Bugün Hadisi bütünüyle zan olarak ilân edip şüphe altında bırakanların bilmedikleri yahut bilmez göründükleri şey, hadis ilimlerinin de ayrı bir disiplin teşkil ettiği ve bu konuda herkesin gelişigüzel ahkâm kesemeyeceği gerçeğidir. Fakat kalp rahatsızlığımız için bevliye uzmanına gitmeyi hiçbir zaman aklından geçirmeyen bizler, bundan daha vahîm bir hatâyı din konusunda yapıyor ve Peygamber mirasını, velev ilâhiyatçı bile olsa bu sahanın uzmanı olmayan — veya uzmanı görünse de eğitimi başka türlü telâkkilerle yoğurulmuş ve Hadis’e karşı ön yargılarla şekillenmiş — bir kısım insanların uluorta iddialarına kurban verebiliyoruz.

***

Kur’ân veya Hadis söz konusu olduğunda hemen hatırlamamız gereken iki husus vardır.

Birincisi: Kur’ân’ın gerçek mânâda müfessiri sadece Kur’ân ve Hadistir; bizim tefsir olarak adlandırmaya alıştığımız şey ise, aslında tevildir. Tevil yorumdur; tefsirde ise kesinlik vardır. Hadisin Kur’ân’ı tefsirinde eğer kesinlik olmasaydı, Hz. Peygambere verilen Kur’ân’ı açıklama görevi (bk. Nahl, 16:44, 64) hâşâ asılsız bir iddia olarak kalırdı.
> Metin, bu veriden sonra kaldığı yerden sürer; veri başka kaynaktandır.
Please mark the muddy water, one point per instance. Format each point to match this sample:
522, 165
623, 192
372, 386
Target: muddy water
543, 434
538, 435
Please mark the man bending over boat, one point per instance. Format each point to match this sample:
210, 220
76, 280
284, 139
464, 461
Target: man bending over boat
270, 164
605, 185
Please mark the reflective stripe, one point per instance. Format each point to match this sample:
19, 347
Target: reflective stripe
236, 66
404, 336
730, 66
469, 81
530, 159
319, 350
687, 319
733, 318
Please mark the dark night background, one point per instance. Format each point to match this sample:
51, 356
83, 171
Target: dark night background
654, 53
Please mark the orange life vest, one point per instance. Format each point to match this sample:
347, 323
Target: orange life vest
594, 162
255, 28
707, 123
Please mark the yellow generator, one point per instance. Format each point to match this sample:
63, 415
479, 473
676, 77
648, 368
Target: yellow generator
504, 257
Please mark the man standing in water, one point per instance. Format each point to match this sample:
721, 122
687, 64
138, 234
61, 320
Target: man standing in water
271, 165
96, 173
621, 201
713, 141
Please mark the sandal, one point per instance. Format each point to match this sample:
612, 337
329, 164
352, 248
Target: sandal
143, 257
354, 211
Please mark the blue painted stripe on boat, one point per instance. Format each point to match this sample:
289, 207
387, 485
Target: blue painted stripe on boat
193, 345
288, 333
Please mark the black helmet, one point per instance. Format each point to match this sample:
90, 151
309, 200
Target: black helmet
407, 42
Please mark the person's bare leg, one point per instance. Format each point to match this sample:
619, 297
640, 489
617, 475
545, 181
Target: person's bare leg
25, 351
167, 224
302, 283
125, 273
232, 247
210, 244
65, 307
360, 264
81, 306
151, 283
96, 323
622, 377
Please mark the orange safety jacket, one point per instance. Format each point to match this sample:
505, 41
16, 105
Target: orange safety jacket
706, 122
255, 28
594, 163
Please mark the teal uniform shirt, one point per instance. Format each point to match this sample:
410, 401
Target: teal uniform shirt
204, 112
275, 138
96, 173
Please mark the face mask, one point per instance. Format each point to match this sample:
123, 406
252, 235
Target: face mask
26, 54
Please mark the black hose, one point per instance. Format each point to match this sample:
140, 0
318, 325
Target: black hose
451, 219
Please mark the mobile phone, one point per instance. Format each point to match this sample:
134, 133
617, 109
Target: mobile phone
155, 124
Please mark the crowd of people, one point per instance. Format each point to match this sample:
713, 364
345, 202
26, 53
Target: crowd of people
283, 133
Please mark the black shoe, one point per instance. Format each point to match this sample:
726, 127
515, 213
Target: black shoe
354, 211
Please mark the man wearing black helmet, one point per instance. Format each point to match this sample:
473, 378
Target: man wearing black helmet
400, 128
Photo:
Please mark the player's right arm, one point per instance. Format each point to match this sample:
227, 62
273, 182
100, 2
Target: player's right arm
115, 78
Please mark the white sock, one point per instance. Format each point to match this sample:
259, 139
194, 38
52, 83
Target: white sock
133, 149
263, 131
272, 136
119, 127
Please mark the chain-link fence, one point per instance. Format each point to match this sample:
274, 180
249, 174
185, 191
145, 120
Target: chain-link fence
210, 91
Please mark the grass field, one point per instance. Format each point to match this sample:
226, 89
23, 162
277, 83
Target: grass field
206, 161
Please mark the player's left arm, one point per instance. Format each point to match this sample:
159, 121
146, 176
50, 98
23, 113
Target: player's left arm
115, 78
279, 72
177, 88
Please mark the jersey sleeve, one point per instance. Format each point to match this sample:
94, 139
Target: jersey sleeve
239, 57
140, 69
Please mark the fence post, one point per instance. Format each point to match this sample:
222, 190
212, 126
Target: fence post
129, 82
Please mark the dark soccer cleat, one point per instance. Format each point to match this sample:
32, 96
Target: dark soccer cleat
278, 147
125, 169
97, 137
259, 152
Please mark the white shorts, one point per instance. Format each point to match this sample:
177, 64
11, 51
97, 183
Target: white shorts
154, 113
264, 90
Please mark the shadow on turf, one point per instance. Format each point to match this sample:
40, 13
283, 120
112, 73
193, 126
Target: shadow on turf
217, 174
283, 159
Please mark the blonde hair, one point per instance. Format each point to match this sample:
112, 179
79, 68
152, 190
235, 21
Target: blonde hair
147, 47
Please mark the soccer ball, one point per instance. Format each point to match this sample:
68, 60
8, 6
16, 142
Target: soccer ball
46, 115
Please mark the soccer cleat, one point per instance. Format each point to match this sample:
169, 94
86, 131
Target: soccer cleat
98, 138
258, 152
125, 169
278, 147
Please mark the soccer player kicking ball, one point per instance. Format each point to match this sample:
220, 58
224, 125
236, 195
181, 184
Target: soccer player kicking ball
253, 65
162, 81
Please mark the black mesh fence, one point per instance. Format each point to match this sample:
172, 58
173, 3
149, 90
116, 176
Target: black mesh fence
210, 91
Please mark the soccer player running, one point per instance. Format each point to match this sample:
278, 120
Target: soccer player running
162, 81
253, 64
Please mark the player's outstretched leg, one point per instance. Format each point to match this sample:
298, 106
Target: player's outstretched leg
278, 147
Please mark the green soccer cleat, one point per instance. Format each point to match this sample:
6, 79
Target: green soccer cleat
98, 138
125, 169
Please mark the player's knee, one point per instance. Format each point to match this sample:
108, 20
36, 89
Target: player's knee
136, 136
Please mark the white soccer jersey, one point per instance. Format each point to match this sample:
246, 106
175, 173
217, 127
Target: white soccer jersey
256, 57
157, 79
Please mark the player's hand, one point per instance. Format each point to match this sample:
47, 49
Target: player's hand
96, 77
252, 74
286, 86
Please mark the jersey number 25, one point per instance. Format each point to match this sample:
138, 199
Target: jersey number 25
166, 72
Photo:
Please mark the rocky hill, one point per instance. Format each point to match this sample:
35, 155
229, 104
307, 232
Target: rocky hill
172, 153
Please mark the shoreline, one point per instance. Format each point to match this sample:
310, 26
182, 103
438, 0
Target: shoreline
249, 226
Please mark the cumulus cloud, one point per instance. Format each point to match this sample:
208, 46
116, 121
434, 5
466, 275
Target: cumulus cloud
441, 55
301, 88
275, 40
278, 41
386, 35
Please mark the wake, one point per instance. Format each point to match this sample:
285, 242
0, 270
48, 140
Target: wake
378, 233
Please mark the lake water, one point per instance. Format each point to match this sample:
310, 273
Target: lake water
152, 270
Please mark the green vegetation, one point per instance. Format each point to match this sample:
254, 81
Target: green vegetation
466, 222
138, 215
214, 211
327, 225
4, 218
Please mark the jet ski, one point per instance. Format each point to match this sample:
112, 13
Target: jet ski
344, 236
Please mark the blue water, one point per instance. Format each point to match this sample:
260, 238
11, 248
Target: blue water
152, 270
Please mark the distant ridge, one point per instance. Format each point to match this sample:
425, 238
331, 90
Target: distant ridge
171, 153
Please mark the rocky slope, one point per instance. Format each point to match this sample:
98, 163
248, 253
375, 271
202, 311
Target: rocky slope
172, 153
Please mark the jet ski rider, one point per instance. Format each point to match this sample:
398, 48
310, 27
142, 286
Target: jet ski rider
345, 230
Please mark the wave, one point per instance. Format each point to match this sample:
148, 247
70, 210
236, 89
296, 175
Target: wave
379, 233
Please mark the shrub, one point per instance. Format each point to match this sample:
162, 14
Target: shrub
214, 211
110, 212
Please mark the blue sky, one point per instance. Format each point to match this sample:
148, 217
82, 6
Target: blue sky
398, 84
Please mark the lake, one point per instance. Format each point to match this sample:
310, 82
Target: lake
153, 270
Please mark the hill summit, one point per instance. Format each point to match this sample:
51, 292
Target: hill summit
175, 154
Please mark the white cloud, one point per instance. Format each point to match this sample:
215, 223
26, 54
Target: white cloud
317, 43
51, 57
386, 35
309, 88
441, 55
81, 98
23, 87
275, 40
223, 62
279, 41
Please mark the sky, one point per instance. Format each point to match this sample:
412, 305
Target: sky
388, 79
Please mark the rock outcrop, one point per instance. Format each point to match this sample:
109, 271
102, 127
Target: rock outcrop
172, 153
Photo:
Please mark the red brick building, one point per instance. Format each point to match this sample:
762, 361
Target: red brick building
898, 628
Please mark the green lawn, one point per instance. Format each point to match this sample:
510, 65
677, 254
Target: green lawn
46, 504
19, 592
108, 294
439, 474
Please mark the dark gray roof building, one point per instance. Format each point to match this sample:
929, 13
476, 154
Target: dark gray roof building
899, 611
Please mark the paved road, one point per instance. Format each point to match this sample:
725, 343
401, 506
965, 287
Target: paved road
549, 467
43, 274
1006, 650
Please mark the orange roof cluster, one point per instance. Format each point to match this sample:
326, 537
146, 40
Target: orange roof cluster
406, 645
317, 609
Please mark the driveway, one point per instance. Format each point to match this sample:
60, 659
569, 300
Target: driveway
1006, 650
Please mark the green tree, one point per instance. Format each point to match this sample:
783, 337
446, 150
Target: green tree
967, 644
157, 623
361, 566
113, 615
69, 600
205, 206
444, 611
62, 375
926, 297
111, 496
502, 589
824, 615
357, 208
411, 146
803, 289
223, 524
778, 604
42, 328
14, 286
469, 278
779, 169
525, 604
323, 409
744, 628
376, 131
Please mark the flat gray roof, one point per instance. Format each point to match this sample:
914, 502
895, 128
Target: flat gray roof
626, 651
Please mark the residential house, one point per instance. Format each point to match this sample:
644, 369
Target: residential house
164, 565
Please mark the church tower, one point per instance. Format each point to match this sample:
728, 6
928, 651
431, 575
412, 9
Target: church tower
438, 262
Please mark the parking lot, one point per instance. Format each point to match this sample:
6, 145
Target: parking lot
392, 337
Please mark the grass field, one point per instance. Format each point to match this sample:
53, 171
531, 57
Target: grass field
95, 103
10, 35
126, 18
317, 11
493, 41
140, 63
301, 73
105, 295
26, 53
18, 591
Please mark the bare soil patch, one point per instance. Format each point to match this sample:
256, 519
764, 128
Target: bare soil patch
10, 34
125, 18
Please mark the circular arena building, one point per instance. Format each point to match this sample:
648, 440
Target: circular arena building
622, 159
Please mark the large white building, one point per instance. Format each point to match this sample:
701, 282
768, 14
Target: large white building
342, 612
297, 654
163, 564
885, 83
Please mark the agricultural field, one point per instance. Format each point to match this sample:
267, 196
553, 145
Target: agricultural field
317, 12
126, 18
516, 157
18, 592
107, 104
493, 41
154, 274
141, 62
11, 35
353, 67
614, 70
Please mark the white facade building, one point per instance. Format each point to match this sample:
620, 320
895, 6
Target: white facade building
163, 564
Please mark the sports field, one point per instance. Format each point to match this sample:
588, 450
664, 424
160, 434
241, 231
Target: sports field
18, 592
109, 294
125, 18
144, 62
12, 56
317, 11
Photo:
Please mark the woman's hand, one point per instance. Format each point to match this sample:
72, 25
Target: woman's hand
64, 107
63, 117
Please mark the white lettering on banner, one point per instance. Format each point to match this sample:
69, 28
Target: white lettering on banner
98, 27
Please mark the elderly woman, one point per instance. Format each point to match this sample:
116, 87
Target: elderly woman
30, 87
İkincisi: Sünnete bizzat Kur’ân tarafından verilen bir isim de “Hikmet”tir. Birçok âyette Resulullahın bize “Kitap ile Hikmeti öğrettiği” hatırlatılır.[1] Sünnetin Kur’ân’da bu sıfatla anılması ve bunun defalarca tekrarlanması da elbette bir “hikmete” mebnîdir. Yüce Allah, böyle yapmakla bize Peygamberimizden intikal eden mirasta şüphe, tereddüt, abesiyet, hatâ, mânâsızlık gibi şeylerin bulunmayacağını tekrar tekrar hatırlatmıştır. Onun için, eğer bir mü’minin hayatında tam merkeze oturmaya lâyık olan birşey varsa, o da baştan sona hikmetten ve Kur’ân’ın hakikî tefsirinden ibaret olan Sünnettir, Hadistir.

Bu gerçeğin ihmali halinde hikmetten de, Kur’ân’dan da uzaklaşmış olacağımıza dair şahit olarak ise, bugünkü fotoğrafımızdan başka pek az şeye ihtiyaç vardır.

Ümit Şimşek

[1] Bkz. Bakara, 2:129, 151, 231; Âl-i İmrân, 3:164; Nisâ, 4:113; Cum’a, 62:2.